Re: pdf vs txt or html

John St. Julien (stjulien who-is-at UDel.Edu)
Tue, 13 Jul 1999 16:04:10 -0400

XMCAers,

I use PDF files in my own teaching and colleagial exchanges. There are
problems but I see different ones from those that Martin cites and think
that overall it is a good alternative. Some quick comments on Martin's
points:

>- PDF files do not open their contents to web search engines.
This is a not true. It is true that most search engines do not know how
to read PDF files. (Infoseek is supposed to index PDF files.)

>- PDF files do not provide internal anchors for external hyperlinks.
True, and a good point. You can have a PDF file open to an index but that
is not the same.

>- PDF files are huge and slow to download.
Not necessarily. This is the way we often encounter them but this
almost universally a product of decisions made by the person formatting the
PDF file. What leaves this impression is the fact that when you use the
format by simply scanning in pages as images you do get huge files. But
that is a product of the data type, not the format. An HTML file with the
same images called would actually be "larger" and take longer to download.
PDF files are very efficient and compact -For only moderately lengthy
files, if you have direct access to the text and images you can save a PDF
file that is smaller than a like html file with pictures.
A nice feature included since at least version three is that you can
download PDF files incrementally. Once the first page is downloaded,
subsequent pages download in the background while the user can read the
initial pages.

>- PDF readers impose system requirements that effectively exclude
> users with older and smaller systems.
This is a problem; and it will get worse as the format evolves and
readers are no longer made for older systems.

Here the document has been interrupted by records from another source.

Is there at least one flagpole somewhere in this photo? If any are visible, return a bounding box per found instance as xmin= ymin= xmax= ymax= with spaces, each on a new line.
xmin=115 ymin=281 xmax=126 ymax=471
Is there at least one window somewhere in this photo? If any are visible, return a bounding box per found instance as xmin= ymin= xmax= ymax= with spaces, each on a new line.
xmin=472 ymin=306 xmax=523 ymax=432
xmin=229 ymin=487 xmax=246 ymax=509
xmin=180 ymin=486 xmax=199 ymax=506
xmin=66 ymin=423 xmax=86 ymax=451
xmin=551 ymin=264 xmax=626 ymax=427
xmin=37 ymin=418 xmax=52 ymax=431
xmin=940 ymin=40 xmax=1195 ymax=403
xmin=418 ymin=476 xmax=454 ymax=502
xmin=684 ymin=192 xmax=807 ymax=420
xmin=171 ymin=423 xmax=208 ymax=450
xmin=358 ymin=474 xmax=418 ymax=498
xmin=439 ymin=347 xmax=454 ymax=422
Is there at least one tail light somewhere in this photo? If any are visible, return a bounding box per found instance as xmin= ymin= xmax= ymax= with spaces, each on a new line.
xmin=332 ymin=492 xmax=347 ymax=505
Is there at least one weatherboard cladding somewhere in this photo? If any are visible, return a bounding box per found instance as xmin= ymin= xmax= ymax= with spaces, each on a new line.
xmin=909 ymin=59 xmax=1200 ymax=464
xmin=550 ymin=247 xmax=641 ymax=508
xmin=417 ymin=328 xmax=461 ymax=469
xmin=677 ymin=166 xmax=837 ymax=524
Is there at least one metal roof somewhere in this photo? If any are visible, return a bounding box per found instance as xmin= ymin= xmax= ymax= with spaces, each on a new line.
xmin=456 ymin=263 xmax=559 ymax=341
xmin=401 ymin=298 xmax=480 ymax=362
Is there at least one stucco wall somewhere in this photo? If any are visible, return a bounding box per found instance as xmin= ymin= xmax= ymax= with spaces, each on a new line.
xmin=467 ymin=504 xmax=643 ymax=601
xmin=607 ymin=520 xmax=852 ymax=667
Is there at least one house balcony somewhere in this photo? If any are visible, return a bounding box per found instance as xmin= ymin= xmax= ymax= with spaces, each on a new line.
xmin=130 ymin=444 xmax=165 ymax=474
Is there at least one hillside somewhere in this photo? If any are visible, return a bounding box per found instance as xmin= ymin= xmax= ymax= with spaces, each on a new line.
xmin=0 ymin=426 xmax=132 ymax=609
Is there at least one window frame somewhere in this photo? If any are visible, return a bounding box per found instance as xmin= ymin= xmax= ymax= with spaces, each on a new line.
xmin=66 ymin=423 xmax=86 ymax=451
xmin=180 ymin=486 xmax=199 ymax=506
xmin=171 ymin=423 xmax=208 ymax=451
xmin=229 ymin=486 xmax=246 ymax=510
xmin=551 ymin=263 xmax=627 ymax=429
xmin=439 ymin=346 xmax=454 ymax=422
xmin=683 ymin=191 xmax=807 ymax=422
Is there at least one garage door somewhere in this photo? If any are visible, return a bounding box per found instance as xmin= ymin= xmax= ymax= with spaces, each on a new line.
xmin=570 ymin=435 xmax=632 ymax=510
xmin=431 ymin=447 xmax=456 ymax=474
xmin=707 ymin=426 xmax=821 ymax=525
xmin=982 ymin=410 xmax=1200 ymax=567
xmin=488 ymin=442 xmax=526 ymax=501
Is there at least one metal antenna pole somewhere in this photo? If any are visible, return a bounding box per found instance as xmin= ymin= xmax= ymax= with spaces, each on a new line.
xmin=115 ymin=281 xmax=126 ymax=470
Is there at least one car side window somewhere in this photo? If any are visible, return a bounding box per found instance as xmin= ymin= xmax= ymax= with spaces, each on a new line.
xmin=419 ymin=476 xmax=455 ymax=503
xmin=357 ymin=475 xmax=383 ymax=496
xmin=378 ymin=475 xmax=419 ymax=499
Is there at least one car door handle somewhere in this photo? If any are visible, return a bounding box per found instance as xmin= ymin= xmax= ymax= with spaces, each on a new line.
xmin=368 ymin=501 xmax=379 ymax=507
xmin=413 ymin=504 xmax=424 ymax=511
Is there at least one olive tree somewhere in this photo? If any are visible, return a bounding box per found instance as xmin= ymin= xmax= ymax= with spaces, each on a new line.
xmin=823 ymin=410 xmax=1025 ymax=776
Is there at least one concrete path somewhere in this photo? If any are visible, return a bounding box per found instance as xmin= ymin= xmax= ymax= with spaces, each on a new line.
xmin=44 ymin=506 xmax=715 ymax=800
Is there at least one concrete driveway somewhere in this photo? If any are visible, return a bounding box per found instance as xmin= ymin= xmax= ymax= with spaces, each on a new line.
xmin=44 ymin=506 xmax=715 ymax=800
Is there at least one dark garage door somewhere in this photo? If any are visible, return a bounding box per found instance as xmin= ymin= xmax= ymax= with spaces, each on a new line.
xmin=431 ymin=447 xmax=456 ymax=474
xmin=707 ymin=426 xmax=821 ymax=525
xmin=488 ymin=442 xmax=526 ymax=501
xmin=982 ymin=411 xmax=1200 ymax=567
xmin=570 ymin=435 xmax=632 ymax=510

But...the pdf creator can
decide on the level of compatibility. "Modern" readers are readily
available for: Mac: 68020 chip with system 7 and PC: 386 chip with Windows
3.1. These are old systems to be using on the web at all; older systems
than these will be strained for reasons well beyond PDF files.

>- Regarding authenticity, it is unclear how a simple text file
> can be un-authentic.
Hmmn, I have the opposite immediate reaction. No one publishes or even
writes in ASCII text. (There is no bold face or italic in ASCII.) How can
stripping away the context of publication be authentic? That would be so
only if the sequence of characters is the true, complete meaning of the
work. If the design of the work matters at all it is not. In the extreme:
consider trying to read Derrida's _Glas_ as a text file. Less extreme:
reading Dewey's _Logic_ in the original face and layout lends a contextual
meaning to each word read. Each period has its style. ...I do miss the
yellowing pages though. :-)

It seems to me that there are very large advantages to the fixed, original
layout for the practices of learning in academic communities. You can ask
students or colleagues to bring a marked up reading to discuss and they
will be able to refer to page numbers, column breaks, and the image on the
left side of page 103. Makes referencing a lot simpler too.

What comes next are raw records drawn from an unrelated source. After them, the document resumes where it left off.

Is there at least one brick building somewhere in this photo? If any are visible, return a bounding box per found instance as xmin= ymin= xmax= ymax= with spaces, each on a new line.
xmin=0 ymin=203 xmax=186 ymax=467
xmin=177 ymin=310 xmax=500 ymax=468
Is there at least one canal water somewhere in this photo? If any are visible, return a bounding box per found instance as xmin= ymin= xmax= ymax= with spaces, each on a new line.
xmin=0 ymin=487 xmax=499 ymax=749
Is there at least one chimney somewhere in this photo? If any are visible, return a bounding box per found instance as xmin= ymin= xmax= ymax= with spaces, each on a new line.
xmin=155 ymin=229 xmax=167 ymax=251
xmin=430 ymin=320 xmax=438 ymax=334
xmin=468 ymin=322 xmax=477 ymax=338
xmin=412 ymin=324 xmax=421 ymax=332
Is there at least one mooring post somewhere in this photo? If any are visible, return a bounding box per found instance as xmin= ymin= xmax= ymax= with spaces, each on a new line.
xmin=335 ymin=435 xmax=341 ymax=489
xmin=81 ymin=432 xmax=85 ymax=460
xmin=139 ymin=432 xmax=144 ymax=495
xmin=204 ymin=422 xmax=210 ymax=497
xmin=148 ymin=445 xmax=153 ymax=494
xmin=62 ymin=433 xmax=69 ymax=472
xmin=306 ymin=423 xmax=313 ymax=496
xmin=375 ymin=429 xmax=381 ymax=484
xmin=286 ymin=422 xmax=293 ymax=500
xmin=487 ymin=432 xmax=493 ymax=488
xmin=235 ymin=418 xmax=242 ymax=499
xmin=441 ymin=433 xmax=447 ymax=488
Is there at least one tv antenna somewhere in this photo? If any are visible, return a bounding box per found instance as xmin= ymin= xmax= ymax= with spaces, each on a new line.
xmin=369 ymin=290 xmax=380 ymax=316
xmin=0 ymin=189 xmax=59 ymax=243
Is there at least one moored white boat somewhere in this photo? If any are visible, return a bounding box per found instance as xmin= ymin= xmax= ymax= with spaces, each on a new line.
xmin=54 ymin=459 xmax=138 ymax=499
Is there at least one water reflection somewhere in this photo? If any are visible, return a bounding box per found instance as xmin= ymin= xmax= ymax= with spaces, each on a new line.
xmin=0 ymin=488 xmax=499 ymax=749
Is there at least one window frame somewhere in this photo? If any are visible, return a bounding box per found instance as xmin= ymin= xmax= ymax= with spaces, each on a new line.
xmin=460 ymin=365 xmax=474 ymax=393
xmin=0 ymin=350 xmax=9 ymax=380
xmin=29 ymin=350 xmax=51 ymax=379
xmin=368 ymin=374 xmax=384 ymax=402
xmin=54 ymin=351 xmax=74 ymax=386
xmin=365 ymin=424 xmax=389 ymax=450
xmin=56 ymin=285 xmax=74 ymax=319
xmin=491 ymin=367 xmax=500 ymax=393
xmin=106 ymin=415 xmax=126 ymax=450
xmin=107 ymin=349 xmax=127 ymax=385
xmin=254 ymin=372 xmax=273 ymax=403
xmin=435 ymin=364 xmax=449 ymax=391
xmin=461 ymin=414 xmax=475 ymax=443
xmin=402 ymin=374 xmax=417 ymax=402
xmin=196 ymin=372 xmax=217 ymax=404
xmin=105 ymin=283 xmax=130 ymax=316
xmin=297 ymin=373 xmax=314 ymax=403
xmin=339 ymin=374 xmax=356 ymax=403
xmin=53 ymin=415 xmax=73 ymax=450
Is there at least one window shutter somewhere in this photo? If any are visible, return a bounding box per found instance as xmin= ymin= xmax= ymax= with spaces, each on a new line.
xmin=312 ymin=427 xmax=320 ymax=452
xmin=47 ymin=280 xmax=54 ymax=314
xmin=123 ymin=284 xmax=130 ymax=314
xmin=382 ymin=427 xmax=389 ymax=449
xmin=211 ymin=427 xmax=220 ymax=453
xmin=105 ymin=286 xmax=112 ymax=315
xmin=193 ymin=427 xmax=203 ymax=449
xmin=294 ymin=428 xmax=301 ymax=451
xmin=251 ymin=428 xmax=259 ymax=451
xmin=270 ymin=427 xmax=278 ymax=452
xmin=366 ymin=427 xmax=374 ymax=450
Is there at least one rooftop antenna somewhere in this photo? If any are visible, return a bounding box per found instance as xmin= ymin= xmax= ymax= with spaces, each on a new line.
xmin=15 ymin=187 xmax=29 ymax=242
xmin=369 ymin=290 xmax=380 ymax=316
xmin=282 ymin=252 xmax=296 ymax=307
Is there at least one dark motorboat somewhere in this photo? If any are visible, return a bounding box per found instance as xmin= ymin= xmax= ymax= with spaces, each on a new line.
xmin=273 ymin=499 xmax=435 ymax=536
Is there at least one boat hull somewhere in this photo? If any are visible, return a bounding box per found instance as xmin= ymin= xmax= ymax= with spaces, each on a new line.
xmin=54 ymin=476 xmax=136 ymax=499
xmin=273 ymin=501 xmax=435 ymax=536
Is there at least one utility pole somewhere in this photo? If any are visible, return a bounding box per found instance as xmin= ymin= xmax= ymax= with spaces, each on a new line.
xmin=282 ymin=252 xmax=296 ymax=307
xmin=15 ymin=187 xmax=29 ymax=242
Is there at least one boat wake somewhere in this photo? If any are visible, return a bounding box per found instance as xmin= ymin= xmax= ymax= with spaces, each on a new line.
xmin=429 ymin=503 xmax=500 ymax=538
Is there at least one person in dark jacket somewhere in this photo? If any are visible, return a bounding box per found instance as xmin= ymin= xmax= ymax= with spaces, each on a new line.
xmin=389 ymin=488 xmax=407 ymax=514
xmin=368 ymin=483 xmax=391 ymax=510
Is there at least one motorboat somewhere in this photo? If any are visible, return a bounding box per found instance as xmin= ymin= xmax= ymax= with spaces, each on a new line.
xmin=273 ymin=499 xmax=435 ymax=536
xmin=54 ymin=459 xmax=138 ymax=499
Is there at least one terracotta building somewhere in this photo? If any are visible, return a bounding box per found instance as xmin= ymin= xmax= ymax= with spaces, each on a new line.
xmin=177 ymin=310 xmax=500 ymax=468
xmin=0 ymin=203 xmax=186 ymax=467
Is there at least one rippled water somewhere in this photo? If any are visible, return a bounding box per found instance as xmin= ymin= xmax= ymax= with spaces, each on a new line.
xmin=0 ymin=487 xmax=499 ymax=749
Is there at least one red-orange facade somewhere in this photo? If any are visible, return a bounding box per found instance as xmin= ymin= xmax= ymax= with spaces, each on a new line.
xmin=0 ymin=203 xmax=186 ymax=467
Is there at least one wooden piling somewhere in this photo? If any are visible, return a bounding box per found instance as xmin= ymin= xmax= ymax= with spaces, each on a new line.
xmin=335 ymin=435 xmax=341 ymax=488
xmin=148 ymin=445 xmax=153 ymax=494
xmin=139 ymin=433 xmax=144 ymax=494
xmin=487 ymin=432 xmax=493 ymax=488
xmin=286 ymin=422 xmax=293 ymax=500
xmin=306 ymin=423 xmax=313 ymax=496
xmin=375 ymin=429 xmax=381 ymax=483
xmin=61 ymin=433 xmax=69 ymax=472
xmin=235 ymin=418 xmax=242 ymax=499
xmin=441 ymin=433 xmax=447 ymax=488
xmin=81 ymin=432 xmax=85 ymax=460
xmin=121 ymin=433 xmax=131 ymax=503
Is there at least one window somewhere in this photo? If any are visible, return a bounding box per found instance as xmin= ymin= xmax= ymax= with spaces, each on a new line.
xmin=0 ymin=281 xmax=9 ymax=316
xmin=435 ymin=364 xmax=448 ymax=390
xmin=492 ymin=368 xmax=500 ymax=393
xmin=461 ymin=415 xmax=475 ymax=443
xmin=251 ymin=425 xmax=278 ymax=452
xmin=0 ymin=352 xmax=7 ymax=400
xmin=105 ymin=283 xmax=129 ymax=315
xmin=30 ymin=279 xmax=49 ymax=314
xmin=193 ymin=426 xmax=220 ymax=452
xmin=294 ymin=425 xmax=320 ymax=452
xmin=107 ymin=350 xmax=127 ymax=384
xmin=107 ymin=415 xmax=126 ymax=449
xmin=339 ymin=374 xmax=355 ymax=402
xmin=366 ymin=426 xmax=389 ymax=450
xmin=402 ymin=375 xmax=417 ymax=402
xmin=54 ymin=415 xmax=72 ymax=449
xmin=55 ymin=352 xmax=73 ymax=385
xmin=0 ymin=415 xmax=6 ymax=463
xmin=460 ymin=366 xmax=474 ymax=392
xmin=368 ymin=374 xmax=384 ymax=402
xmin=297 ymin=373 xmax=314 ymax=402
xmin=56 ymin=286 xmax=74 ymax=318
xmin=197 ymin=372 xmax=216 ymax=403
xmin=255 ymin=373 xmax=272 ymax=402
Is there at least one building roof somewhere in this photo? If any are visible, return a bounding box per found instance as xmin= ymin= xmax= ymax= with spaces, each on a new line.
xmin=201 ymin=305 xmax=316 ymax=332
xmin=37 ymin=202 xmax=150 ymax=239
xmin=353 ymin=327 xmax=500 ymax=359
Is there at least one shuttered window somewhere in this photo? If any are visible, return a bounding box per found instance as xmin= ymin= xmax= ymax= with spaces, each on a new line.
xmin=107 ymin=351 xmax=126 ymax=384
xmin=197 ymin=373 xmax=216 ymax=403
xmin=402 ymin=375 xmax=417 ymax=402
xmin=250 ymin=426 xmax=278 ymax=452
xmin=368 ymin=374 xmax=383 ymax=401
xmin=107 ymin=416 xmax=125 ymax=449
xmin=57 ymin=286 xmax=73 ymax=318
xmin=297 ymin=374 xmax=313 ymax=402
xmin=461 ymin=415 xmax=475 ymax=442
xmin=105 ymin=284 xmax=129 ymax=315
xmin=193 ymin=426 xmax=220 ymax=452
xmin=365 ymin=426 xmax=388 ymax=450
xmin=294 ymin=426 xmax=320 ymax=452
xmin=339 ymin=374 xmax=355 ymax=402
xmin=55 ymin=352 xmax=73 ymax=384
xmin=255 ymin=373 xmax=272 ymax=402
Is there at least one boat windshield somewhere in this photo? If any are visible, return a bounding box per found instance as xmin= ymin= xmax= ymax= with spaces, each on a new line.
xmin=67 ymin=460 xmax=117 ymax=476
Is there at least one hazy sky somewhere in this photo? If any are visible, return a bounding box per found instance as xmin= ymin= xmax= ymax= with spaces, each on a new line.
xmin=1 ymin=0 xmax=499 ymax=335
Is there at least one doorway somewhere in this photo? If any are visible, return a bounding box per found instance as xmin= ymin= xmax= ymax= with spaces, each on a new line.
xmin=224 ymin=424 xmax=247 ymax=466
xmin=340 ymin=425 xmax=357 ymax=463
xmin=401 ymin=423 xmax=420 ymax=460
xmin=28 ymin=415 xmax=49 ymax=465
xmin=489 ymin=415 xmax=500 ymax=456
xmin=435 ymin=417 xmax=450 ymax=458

>- Regarding the likelyhood of editing the original, isn't that a
> function of server security?

Not in PDF-it is also a function of the security level encoded in the file.
(Though the default is to be entirely "open" to all readers.)

I do wish that PDF were not proprietary. I'd like someone to develop a fat
format that would let the reader determine whether to use a
page-description based layout (like PDF) or tags (HTMLish). I do wish that
SGML were widely available. I worry about making a computer necessary to do
intellectual work. And I worry about the things that David Kirshner alludes
to.

But then I am a chronically disatisfied worry-wort.

Best, John St. Julien